CONSTRUCTION de la CHAPELLE

La salle bénite le 27 octobre 1663 ne pouvait être qu'une chapelle provisoire et depuis longtemps, malgré la modicité de leurs ressources les directeurs songeaient à élever un édifice plus convenable. De 1664 à 1669 diverses parcelles de terrain avaient été acquises à l'angle des rues du Bac et de Babylone. C'est seulement en 1683 que la dernière parcelle formant enclave fut achetée. À vrai dire, l'acte de vente est du 6 août 1683, mais l'affaire devait être conclue depuis le début de l'année.
Dès le 20 février, de Brisacier pouvait écrire : "On est quasi sur le point d'amasser des matériaux pour bastir une petite église, mais jusqu'à ce qu'on ait commencé, je ne m'assurerai de rien."
Le 5 avril, Etienne Pallu mande à Sevin, procureur à Rome : "Nous bêchons la terre pour creuser les fondements de la chapelle."
Déjà les démarches avaient été entreprises pour s'assurer le patronage du Roi par l'entremise de l'archevêque. "Nous avons eu la pensée, écrit Etienne Pallu à son oncle, de proposer à M. de Paris de négocier pour en faire mettre la première pierre par Mr le duc de Bourgogne, fils de Mgr le Dauphin et petit-fils du Roy. M. l'archevêque l'ayant proposé au Roy, Sa Majesté dit qu'il étoit encore trop petit, ayant à peine six mois, mais qu'il la mettroit luy mesme et en même temps il ordonna à M. l'archevêque de faire les choses de sa part en preparant toutes choses pour qu'on puisse la faire incontinent après la feste de Pâques. Nous n'osions esperer un si grand honneur; quand il ne nous apporteroit pas un profit considérable, l'avantage en est toujours très grand.
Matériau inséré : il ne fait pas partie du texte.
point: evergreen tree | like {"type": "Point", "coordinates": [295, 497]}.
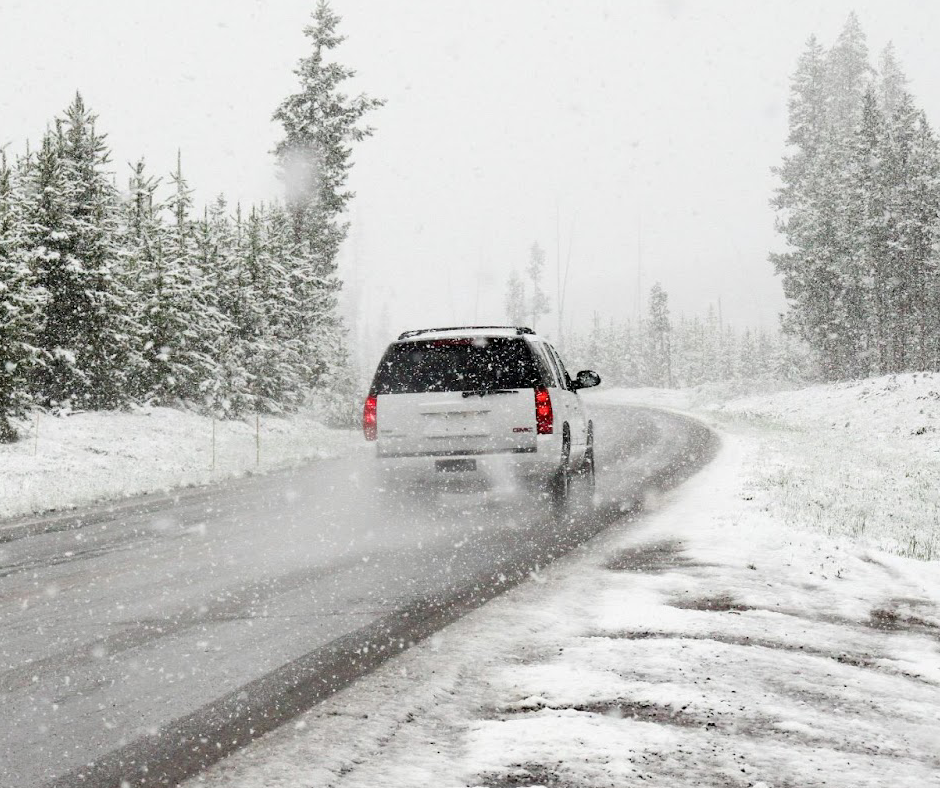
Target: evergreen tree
{"type": "Point", "coordinates": [70, 229]}
{"type": "Point", "coordinates": [320, 124]}
{"type": "Point", "coordinates": [515, 300]}
{"type": "Point", "coordinates": [658, 337]}
{"type": "Point", "coordinates": [21, 303]}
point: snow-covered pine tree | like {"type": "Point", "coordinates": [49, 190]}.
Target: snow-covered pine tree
{"type": "Point", "coordinates": [21, 303]}
{"type": "Point", "coordinates": [194, 358]}
{"type": "Point", "coordinates": [217, 243]}
{"type": "Point", "coordinates": [813, 214]}
{"type": "Point", "coordinates": [535, 268]}
{"type": "Point", "coordinates": [170, 303]}
{"type": "Point", "coordinates": [70, 240]}
{"type": "Point", "coordinates": [320, 124]}
{"type": "Point", "coordinates": [659, 339]}
{"type": "Point", "coordinates": [515, 302]}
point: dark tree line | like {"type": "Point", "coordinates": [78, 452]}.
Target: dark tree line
{"type": "Point", "coordinates": [859, 207]}
{"type": "Point", "coordinates": [111, 297]}
{"type": "Point", "coordinates": [662, 352]}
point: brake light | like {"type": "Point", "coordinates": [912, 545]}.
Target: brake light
{"type": "Point", "coordinates": [544, 418]}
{"type": "Point", "coordinates": [370, 420]}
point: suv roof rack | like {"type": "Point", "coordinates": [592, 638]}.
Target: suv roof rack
{"type": "Point", "coordinates": [416, 332]}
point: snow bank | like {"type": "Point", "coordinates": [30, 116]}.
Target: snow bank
{"type": "Point", "coordinates": [858, 460]}
{"type": "Point", "coordinates": [88, 457]}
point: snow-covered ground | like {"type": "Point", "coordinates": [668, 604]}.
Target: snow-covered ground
{"type": "Point", "coordinates": [726, 638]}
{"type": "Point", "coordinates": [88, 457]}
{"type": "Point", "coordinates": [859, 460]}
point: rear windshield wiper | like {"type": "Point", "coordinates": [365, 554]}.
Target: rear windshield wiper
{"type": "Point", "coordinates": [484, 392]}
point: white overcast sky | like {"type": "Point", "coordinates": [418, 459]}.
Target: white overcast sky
{"type": "Point", "coordinates": [652, 119]}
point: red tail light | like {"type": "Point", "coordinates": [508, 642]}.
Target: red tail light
{"type": "Point", "coordinates": [370, 420]}
{"type": "Point", "coordinates": [544, 418]}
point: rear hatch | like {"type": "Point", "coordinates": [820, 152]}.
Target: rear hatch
{"type": "Point", "coordinates": [443, 397]}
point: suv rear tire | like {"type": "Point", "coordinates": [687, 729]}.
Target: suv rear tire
{"type": "Point", "coordinates": [560, 484]}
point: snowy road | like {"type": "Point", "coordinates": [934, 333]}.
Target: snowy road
{"type": "Point", "coordinates": [163, 636]}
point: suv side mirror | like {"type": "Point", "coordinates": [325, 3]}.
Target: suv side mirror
{"type": "Point", "coordinates": [586, 379]}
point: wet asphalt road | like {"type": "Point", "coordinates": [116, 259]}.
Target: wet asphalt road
{"type": "Point", "coordinates": [140, 644]}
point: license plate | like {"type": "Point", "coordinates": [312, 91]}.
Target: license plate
{"type": "Point", "coordinates": [455, 466]}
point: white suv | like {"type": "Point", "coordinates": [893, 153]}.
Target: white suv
{"type": "Point", "coordinates": [484, 405]}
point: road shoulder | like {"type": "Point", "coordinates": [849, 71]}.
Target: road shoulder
{"type": "Point", "coordinates": [700, 645]}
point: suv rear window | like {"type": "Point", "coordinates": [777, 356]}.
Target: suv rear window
{"type": "Point", "coordinates": [460, 364]}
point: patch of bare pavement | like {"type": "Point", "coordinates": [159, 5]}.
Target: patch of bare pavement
{"type": "Point", "coordinates": [147, 641]}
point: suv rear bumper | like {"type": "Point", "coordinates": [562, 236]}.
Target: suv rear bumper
{"type": "Point", "coordinates": [483, 469]}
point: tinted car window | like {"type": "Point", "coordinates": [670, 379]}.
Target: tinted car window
{"type": "Point", "coordinates": [549, 373]}
{"type": "Point", "coordinates": [461, 364]}
{"type": "Point", "coordinates": [563, 373]}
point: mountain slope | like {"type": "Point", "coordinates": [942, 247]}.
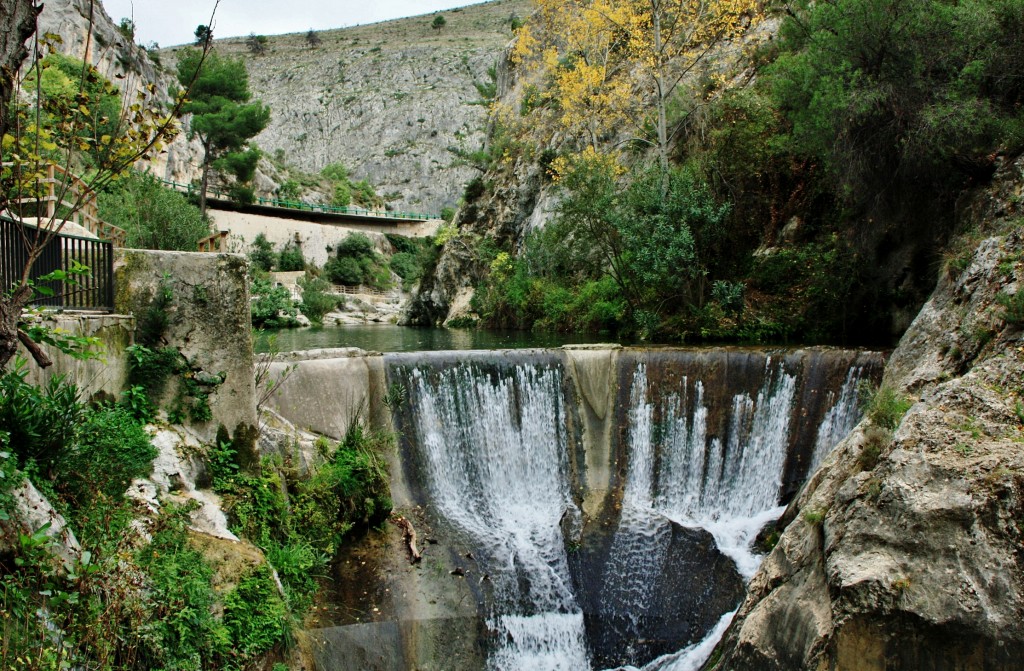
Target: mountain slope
{"type": "Point", "coordinates": [395, 101]}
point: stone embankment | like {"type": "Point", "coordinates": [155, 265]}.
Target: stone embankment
{"type": "Point", "coordinates": [904, 551]}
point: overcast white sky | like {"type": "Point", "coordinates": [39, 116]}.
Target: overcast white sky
{"type": "Point", "coordinates": [173, 22]}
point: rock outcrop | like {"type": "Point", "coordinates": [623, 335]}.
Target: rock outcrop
{"type": "Point", "coordinates": [125, 63]}
{"type": "Point", "coordinates": [396, 102]}
{"type": "Point", "coordinates": [904, 551]}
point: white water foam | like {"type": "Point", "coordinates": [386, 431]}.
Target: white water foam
{"type": "Point", "coordinates": [692, 657]}
{"type": "Point", "coordinates": [728, 489]}
{"type": "Point", "coordinates": [840, 419]}
{"type": "Point", "coordinates": [495, 456]}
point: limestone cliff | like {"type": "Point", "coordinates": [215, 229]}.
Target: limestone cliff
{"type": "Point", "coordinates": [906, 553]}
{"type": "Point", "coordinates": [396, 102]}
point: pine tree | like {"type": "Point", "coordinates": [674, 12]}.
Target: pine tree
{"type": "Point", "coordinates": [223, 118]}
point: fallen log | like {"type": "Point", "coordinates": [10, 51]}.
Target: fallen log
{"type": "Point", "coordinates": [409, 535]}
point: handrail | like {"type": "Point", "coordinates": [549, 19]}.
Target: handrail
{"type": "Point", "coordinates": [93, 291]}
{"type": "Point", "coordinates": [215, 243]}
{"type": "Point", "coordinates": [74, 195]}
{"type": "Point", "coordinates": [350, 290]}
{"type": "Point", "coordinates": [311, 207]}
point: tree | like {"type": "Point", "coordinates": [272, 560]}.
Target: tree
{"type": "Point", "coordinates": [883, 92]}
{"type": "Point", "coordinates": [204, 35]}
{"type": "Point", "coordinates": [256, 43]}
{"type": "Point", "coordinates": [648, 242]}
{"type": "Point", "coordinates": [33, 142]}
{"type": "Point", "coordinates": [223, 119]}
{"type": "Point", "coordinates": [154, 216]}
{"type": "Point", "coordinates": [598, 54]}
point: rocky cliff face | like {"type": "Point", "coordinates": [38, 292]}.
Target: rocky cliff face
{"type": "Point", "coordinates": [905, 552]}
{"type": "Point", "coordinates": [124, 63]}
{"type": "Point", "coordinates": [395, 102]}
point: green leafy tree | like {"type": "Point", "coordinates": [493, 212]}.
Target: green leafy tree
{"type": "Point", "coordinates": [646, 240]}
{"type": "Point", "coordinates": [40, 133]}
{"type": "Point", "coordinates": [261, 255]}
{"type": "Point", "coordinates": [907, 90]}
{"type": "Point", "coordinates": [154, 216]}
{"type": "Point", "coordinates": [223, 118]}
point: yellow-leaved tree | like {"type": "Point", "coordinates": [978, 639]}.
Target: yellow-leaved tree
{"type": "Point", "coordinates": [605, 64]}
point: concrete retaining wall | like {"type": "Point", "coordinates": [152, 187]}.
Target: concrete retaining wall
{"type": "Point", "coordinates": [105, 375]}
{"type": "Point", "coordinates": [312, 238]}
{"type": "Point", "coordinates": [208, 322]}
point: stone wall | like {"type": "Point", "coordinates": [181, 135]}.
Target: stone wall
{"type": "Point", "coordinates": [104, 375]}
{"type": "Point", "coordinates": [312, 238]}
{"type": "Point", "coordinates": [208, 322]}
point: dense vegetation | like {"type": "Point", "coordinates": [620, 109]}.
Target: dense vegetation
{"type": "Point", "coordinates": [354, 262]}
{"type": "Point", "coordinates": [154, 216]}
{"type": "Point", "coordinates": [122, 602]}
{"type": "Point", "coordinates": [809, 190]}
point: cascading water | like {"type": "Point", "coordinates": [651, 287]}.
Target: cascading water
{"type": "Point", "coordinates": [704, 447]}
{"type": "Point", "coordinates": [494, 452]}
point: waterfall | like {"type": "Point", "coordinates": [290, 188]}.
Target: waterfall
{"type": "Point", "coordinates": [841, 418]}
{"type": "Point", "coordinates": [702, 444]}
{"type": "Point", "coordinates": [494, 451]}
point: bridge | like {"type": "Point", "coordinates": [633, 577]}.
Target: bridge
{"type": "Point", "coordinates": [300, 210]}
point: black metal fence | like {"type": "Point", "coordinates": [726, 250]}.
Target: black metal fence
{"type": "Point", "coordinates": [89, 291]}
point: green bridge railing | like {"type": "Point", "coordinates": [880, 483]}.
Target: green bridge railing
{"type": "Point", "coordinates": [309, 207]}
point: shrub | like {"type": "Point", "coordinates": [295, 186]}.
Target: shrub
{"type": "Point", "coordinates": [40, 422]}
{"type": "Point", "coordinates": [1013, 306]}
{"type": "Point", "coordinates": [315, 301]}
{"type": "Point", "coordinates": [407, 267]}
{"type": "Point", "coordinates": [884, 406]}
{"type": "Point", "coordinates": [261, 254]}
{"type": "Point", "coordinates": [114, 450]}
{"type": "Point", "coordinates": [153, 215]}
{"type": "Point", "coordinates": [335, 172]}
{"type": "Point", "coordinates": [183, 629]}
{"type": "Point", "coordinates": [271, 305]}
{"type": "Point", "coordinates": [242, 194]}
{"type": "Point", "coordinates": [355, 245]}
{"type": "Point", "coordinates": [255, 616]}
{"type": "Point", "coordinates": [474, 190]}
{"type": "Point", "coordinates": [342, 195]}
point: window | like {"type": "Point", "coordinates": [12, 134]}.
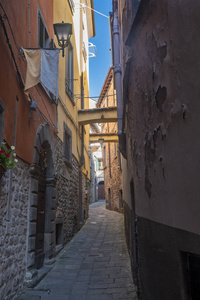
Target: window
{"type": "Point", "coordinates": [69, 72]}
{"type": "Point", "coordinates": [43, 35]}
{"type": "Point", "coordinates": [119, 159]}
{"type": "Point", "coordinates": [136, 5]}
{"type": "Point", "coordinates": [67, 145]}
{"type": "Point", "coordinates": [104, 156]}
{"type": "Point", "coordinates": [2, 113]}
{"type": "Point", "coordinates": [71, 4]}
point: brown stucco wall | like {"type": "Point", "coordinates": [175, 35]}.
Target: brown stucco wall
{"type": "Point", "coordinates": [163, 112]}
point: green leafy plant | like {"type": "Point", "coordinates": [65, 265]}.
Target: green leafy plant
{"type": "Point", "coordinates": [7, 156]}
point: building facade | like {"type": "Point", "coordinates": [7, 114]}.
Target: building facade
{"type": "Point", "coordinates": [159, 48]}
{"type": "Point", "coordinates": [43, 198]}
{"type": "Point", "coordinates": [111, 154]}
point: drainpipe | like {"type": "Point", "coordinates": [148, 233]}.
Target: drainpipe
{"type": "Point", "coordinates": [118, 78]}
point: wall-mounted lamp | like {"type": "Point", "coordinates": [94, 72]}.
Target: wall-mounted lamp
{"type": "Point", "coordinates": [63, 32]}
{"type": "Point", "coordinates": [101, 141]}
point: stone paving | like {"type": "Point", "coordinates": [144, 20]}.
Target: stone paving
{"type": "Point", "coordinates": [94, 266]}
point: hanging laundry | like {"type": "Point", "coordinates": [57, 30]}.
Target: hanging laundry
{"type": "Point", "coordinates": [42, 66]}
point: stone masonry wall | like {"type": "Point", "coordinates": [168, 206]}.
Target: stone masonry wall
{"type": "Point", "coordinates": [85, 197]}
{"type": "Point", "coordinates": [13, 229]}
{"type": "Point", "coordinates": [67, 192]}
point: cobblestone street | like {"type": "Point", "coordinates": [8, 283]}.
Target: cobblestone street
{"type": "Point", "coordinates": [94, 266]}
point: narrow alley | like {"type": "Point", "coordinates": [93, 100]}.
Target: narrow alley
{"type": "Point", "coordinates": [94, 266]}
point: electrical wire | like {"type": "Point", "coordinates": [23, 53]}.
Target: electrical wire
{"type": "Point", "coordinates": [9, 26]}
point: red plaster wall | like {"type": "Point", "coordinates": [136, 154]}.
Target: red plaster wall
{"type": "Point", "coordinates": [26, 129]}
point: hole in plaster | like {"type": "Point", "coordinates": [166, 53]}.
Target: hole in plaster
{"type": "Point", "coordinates": [161, 96]}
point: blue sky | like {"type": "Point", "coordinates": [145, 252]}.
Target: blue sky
{"type": "Point", "coordinates": [100, 64]}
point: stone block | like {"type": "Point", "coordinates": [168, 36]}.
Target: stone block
{"type": "Point", "coordinates": [30, 259]}
{"type": "Point", "coordinates": [32, 228]}
{"type": "Point", "coordinates": [33, 214]}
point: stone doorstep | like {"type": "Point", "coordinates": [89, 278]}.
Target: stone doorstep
{"type": "Point", "coordinates": [41, 273]}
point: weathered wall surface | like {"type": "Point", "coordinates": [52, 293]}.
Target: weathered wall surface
{"type": "Point", "coordinates": [160, 71]}
{"type": "Point", "coordinates": [112, 165]}
{"type": "Point", "coordinates": [13, 229]}
{"type": "Point", "coordinates": [163, 111]}
{"type": "Point", "coordinates": [14, 217]}
{"type": "Point", "coordinates": [67, 192]}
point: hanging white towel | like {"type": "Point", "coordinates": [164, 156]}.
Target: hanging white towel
{"type": "Point", "coordinates": [42, 66]}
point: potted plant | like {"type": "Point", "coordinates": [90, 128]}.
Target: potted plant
{"type": "Point", "coordinates": [7, 158]}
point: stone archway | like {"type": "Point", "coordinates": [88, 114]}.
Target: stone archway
{"type": "Point", "coordinates": [42, 169]}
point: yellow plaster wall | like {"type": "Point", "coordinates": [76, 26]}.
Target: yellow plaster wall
{"type": "Point", "coordinates": [62, 12]}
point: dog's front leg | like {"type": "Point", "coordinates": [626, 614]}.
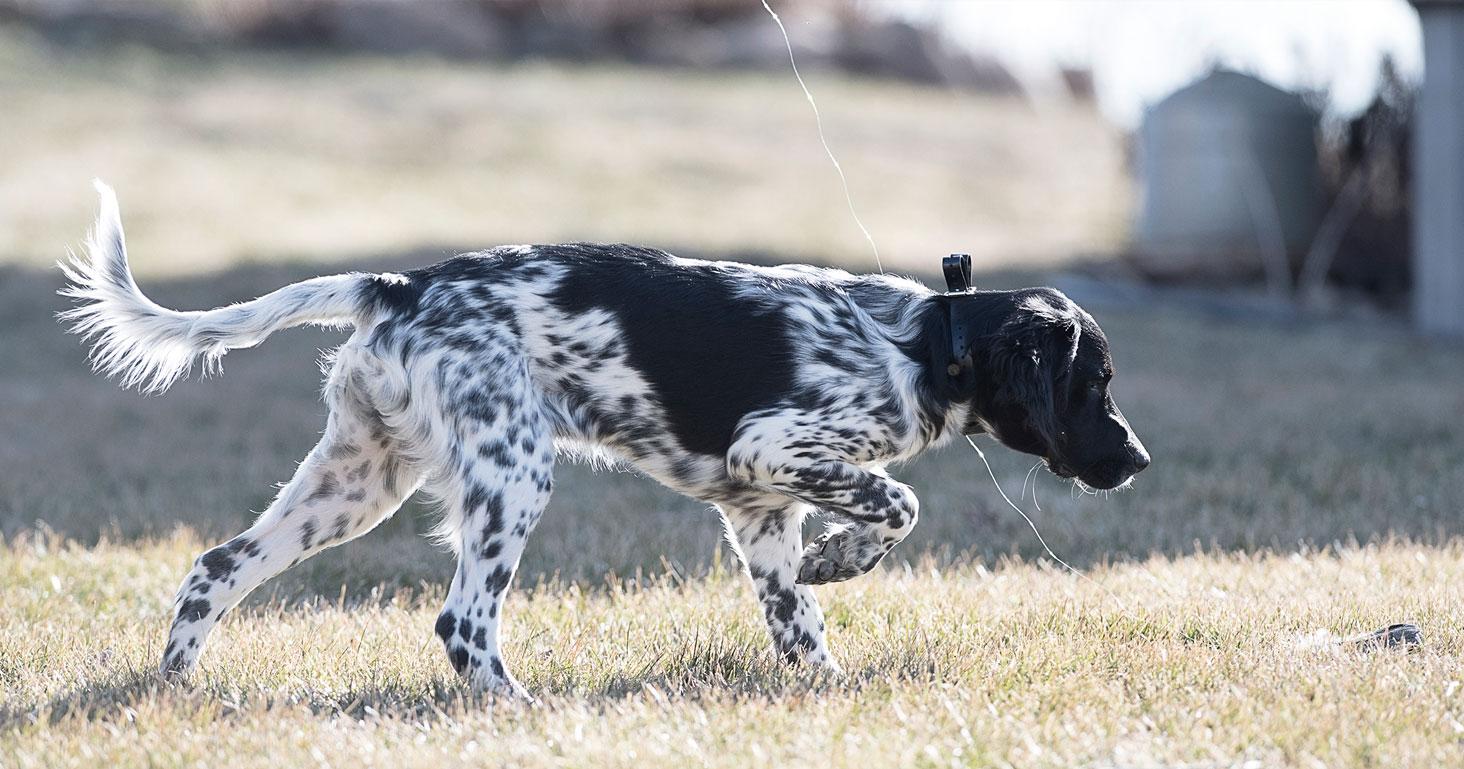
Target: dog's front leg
{"type": "Point", "coordinates": [767, 533]}
{"type": "Point", "coordinates": [805, 465]}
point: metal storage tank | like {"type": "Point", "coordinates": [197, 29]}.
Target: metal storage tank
{"type": "Point", "coordinates": [1230, 180]}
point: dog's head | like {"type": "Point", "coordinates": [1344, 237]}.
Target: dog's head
{"type": "Point", "coordinates": [1040, 372]}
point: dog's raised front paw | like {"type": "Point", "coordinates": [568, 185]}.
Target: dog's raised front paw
{"type": "Point", "coordinates": [839, 555]}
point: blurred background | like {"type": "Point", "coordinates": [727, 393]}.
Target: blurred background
{"type": "Point", "coordinates": [1259, 201]}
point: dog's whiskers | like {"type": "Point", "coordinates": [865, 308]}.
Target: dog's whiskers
{"type": "Point", "coordinates": [1028, 519]}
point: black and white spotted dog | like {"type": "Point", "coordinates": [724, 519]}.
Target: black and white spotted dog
{"type": "Point", "coordinates": [767, 391]}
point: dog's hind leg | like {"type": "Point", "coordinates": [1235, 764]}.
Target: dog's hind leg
{"type": "Point", "coordinates": [767, 535]}
{"type": "Point", "coordinates": [495, 481]}
{"type": "Point", "coordinates": [803, 459]}
{"type": "Point", "coordinates": [352, 481]}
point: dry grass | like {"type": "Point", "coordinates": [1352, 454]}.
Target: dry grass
{"type": "Point", "coordinates": [1016, 667]}
{"type": "Point", "coordinates": [258, 157]}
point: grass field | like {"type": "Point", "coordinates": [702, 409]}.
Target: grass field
{"type": "Point", "coordinates": [251, 155]}
{"type": "Point", "coordinates": [1305, 482]}
{"type": "Point", "coordinates": [1208, 661]}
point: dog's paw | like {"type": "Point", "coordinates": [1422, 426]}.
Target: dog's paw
{"type": "Point", "coordinates": [839, 555]}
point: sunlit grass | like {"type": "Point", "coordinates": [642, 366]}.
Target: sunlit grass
{"type": "Point", "coordinates": [261, 157]}
{"type": "Point", "coordinates": [1196, 659]}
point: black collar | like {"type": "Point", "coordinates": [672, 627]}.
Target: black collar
{"type": "Point", "coordinates": [958, 284]}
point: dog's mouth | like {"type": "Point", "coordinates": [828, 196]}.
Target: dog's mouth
{"type": "Point", "coordinates": [1059, 467]}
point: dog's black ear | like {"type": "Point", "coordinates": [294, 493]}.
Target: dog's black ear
{"type": "Point", "coordinates": [1029, 359]}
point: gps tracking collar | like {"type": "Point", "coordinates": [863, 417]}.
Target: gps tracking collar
{"type": "Point", "coordinates": [958, 284]}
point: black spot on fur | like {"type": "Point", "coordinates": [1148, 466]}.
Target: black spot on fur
{"type": "Point", "coordinates": [445, 624]}
{"type": "Point", "coordinates": [218, 563]}
{"type": "Point", "coordinates": [710, 340]}
{"type": "Point", "coordinates": [193, 610]}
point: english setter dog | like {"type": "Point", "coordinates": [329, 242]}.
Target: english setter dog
{"type": "Point", "coordinates": [767, 391]}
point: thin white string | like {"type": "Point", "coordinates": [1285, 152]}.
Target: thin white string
{"type": "Point", "coordinates": [1053, 555]}
{"type": "Point", "coordinates": [848, 195]}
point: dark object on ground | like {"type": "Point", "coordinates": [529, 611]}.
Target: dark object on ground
{"type": "Point", "coordinates": [1406, 636]}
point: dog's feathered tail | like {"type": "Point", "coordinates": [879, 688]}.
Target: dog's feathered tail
{"type": "Point", "coordinates": [148, 346]}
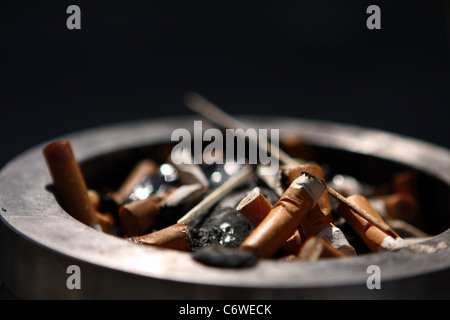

Et vous pouvés remarquer par toutes ces choses la bonté du Roy pour l'Oeuvre des Missions."
Pareille requête ne dut pas être décidée sans une certaine appréhension. On se rappelait qu'en 1679 Louis XIV avait considéré comme une usurpation des droits de la couronne l'obligation du serment que les missionnaires devaient prêter aux Vicaires apostoliques et que pendant huit mois il avait refusé une audience à Mgr Pallu. Par ailleurs la situation restait fortement tendue entre la Cour de Rome et celle de Versailles; le conflit de la régale n'était pas terminé; il n'y avait pas un an (19 mars 1682) que l'Assemblée du Clergé de France avait voté les Quatre articles concernant les libertés de l'Eglise Gallicane.
Si les directeurs se félicitaient de la bienveillance royale, n'allaient-ils pas encourir le mécontentement de la Cour romaine ? De Brisacier aura soin, le 29 mars, d'écrire à Sevin : "Il sera bon de ne parler de rien avant que la chose ait été faite."
Après la cérémonie, les directeurs ne jugeront pas à propos d'en écrire ni au Pape ni aux Cardinaux "parce que cela serait inutile et peut-estre préjudiciable."
On avait espéré poser la première pierre avant Pâques qui tombait cette année-là le 18 avril; mais, écrit de Brisacier à Sevin le 19 "la médaille qu'on doit mettre dans les fondemens n'est pas preste; je verrai ce soir si elle pourra estre faite mercredi au soir, auquel cas je feray tous mes efforts pour consommer la ceremonie jeudy prochain."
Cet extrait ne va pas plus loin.